Thursday, December 1, 2011

$290,000,000,000

This is a big number.  It’s over a third of the TARP bailout fund.  It’s a little over a third of what we spend on Medicare and Medicaid.  It also about 42% of what we spend on Defense.  What this number is is 2% of our Gross Domestic Product. 
This is a significant number in that it represents education spending, and is what parents in the United States would collectively need to spend if they wanted to match parents in South Korea.  But this is not the cost of education in Korea.  No, 2% of GDP is the cost Korean parents are willing to pay for after school tutoring for their children over and above what the country spends on education.  In the States we spend about $625B on K-12 education now so spending another $290B would amount to almost a 50% increase in expenditures.  This sort of increase is unimaginable and yet our educational system continues to be excoriated over the results it produces while no one is willing to spend more for better results.
Time magazine talks about this in Their December 5th issue in the article: “Teacher, Leave Those Kids Alone” http://www.time.com/time/magazine/article/0,9171,2094427,00.html which paints a startling, and perhaps frightening, picture of where teaching to the test can lead.  Students and parents are so concerned about performance on high stakes testing that they spend many hours and dollars on tutoring.  It has gotten to the point that the South Korean government raids “hagwons” or cram schools that operate after 10:00 PM in an attempt to break this obsession with cramming for the test.
This obsession with achievement is telling in two ways: 
1.       South Korea is always near the top of the OECD PISA scores and
2.       South Korea is trying to break the addiction of teaching to the test in order to ensure that its students are competitive in the future
In fact South Korea and other Asian countries that are top scorers on the PISA tests are concerned that they are turning out knowledgeable but dull students.  Students who know facts but have not been taught to apply what they know in creative ways.  Believe it or not, many Asian countries are looking to US schools as an example of how to better teach creativity to their students which they know is key to success in the 21st century. 
“Not everything that can be counted counts, and not everything that counts can be counted"                                                                                                    Albert Einstein

The PISA tests may be measuring knowledge but the knowledge they are measuring may not be what’s important for success in the 21st Century.  In the meantime, the United States is moving toward the Asian model and increasingly teaching to the test which has the potential to harm the acquisition of the very skills our students will need to succeed in the future. 

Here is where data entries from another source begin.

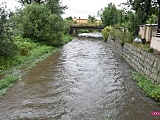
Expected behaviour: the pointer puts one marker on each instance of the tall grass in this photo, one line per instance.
(7, 83)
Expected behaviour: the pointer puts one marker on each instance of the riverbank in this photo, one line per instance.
(13, 70)
(146, 66)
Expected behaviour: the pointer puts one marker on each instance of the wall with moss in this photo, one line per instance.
(141, 61)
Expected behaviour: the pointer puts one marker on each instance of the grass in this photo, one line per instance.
(38, 53)
(144, 47)
(27, 62)
(7, 83)
(146, 84)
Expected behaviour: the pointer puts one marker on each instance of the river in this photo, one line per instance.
(84, 80)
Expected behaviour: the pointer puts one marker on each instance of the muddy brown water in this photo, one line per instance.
(85, 80)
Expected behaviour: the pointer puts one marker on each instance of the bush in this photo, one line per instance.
(38, 23)
(106, 32)
(7, 47)
(151, 50)
(24, 45)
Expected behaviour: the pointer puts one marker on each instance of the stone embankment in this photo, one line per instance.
(142, 61)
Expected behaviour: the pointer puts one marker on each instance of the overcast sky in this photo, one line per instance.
(76, 8)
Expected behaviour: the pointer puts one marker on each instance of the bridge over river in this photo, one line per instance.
(73, 28)
(84, 80)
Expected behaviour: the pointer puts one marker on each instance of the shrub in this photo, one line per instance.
(151, 50)
(106, 32)
(24, 45)
(37, 22)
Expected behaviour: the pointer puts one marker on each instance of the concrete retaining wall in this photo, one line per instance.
(141, 61)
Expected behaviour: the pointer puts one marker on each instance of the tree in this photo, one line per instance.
(7, 46)
(37, 22)
(145, 8)
(54, 5)
(110, 15)
(91, 19)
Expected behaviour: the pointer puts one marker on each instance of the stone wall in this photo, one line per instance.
(141, 61)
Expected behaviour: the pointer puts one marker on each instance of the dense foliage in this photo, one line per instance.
(110, 15)
(145, 8)
(91, 19)
(37, 24)
(7, 47)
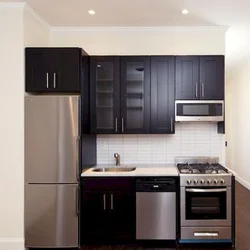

What’s all this got to do with school facilities?  To me it reinforces the need to create facilities that encourage both academic rigor and creativity.  When America finally wakes up from its testing obsession schools need to be able to accommodate curricula that encourage creativity and the use and analysis of knowledge.  This is likely to mean project based learning, collaborative learning, and technology rich learning.  Learning that encourages exploration and analysis, critical thinking and debate.  Facilities that accommodate these endeavors will not be desks in rows but rather agile spaces that can change as do the activities of their occupants.  Facilities that show that education is valuable and a priority.